Title:Exact moments and re-entrant transitions in the inertial dynamics of active Brownian particles

Abstract:In this study, we investigate the behavior of free inertial Active Brownian Particles (ABP) in the presence of thermal noise. While finding a closed-form solution for the joint distribution of positions, orientations, and velocities using the Fokker-Planck equation is generally challenging, we utilize a Laplace transform method to obtain the exact temporal evolution of all dynamical moments in arbitrary dimensions. Our expressions in $d$ dimensions reveal that inertia significantly impacts steady-state kinetic temperature and swim pressure while leaving the late-time diffusivity unchanged.
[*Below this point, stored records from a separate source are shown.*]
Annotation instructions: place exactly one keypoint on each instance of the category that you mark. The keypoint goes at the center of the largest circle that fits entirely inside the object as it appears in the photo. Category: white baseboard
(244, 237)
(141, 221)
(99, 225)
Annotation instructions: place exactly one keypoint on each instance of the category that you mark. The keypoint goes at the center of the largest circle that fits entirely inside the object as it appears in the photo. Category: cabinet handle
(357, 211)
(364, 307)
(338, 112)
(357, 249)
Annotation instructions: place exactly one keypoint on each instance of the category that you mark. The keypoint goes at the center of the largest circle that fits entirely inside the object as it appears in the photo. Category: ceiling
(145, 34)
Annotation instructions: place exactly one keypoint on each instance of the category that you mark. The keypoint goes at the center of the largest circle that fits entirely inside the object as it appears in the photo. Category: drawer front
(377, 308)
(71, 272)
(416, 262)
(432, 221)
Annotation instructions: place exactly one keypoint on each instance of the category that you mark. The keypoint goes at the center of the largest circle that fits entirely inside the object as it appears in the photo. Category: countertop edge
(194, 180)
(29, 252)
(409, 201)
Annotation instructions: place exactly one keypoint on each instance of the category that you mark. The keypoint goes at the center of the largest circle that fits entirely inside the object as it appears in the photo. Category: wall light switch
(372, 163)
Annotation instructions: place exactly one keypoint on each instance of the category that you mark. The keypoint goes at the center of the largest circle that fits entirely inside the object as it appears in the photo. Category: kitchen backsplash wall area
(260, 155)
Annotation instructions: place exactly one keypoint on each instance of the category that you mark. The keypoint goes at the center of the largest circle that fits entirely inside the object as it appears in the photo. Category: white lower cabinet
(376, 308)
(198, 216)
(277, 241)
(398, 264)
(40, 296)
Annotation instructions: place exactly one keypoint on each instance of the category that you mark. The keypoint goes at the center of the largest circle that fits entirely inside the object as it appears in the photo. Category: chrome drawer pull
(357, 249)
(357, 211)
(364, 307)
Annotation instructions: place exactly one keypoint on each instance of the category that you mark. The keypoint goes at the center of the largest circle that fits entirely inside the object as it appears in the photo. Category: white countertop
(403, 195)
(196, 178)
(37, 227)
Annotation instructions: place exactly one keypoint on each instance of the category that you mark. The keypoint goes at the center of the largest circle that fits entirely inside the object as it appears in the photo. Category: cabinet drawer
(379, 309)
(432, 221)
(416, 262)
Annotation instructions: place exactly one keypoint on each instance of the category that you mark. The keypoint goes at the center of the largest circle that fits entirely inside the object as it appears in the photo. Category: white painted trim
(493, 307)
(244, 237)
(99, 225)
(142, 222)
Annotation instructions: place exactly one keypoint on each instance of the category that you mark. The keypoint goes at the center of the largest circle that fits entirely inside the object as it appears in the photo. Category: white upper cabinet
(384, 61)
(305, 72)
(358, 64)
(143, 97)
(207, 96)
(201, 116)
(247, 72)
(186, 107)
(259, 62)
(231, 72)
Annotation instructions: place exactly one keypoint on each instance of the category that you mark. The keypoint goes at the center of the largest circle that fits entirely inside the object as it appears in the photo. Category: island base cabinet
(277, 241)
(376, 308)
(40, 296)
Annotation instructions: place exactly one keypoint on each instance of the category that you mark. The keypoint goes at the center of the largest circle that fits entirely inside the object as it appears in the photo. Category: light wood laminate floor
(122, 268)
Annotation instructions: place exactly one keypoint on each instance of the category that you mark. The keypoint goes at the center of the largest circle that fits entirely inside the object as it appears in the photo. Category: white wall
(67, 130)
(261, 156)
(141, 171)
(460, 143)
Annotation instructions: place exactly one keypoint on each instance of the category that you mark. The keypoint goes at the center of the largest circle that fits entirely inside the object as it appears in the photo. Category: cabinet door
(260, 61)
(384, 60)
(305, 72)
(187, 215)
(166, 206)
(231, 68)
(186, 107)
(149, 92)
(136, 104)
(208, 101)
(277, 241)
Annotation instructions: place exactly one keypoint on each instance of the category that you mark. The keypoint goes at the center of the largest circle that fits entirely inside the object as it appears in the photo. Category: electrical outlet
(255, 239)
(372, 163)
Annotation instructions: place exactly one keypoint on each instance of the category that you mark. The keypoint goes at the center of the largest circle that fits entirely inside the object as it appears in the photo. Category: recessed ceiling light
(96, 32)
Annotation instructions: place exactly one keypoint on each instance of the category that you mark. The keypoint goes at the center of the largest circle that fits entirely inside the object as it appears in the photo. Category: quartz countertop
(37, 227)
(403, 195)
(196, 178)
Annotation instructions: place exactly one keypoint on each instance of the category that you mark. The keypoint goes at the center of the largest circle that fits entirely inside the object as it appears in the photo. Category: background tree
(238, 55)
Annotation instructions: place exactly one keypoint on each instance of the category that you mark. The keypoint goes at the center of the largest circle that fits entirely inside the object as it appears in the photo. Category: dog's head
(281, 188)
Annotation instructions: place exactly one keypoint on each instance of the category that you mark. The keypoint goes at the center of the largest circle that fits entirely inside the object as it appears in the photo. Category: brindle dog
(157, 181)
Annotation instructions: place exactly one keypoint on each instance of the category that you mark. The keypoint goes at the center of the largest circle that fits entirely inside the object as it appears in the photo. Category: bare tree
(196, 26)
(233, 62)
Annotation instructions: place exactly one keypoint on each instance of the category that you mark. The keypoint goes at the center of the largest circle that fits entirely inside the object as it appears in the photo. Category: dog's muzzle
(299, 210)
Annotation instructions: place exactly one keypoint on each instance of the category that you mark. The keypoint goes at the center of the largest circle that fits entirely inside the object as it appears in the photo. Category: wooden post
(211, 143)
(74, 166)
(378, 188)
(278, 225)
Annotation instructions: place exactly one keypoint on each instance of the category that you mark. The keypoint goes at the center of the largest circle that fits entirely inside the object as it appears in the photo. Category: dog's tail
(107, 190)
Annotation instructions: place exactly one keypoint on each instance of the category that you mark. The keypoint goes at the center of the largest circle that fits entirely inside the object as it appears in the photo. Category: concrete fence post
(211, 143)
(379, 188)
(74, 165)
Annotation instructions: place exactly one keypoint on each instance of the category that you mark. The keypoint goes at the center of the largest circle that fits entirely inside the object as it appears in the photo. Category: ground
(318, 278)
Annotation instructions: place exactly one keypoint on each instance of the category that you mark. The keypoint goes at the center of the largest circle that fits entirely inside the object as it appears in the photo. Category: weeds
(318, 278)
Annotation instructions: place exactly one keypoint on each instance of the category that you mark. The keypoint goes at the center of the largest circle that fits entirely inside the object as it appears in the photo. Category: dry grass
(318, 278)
Notably, as a function of activity and inertia, the steady-state velocity distribution exhibits a remarkable re-entrant crossover from passive Gaussian to active non-Gaussian behaviors. We construct a corresponding phase diagram using the exact expression of the $d$-dimensional kurtosis. Our analytic expressions describe steady states and offer insights into time-dependent crossovers observed in moments of velocity and displacement. Our calculations can be extended to predict up to second-order moments for run-and-tumble particles (RTP) and the active Ornstein-Uhlenbeck process (AOUP). Additionally, the kurtosis shows differences from AOUP.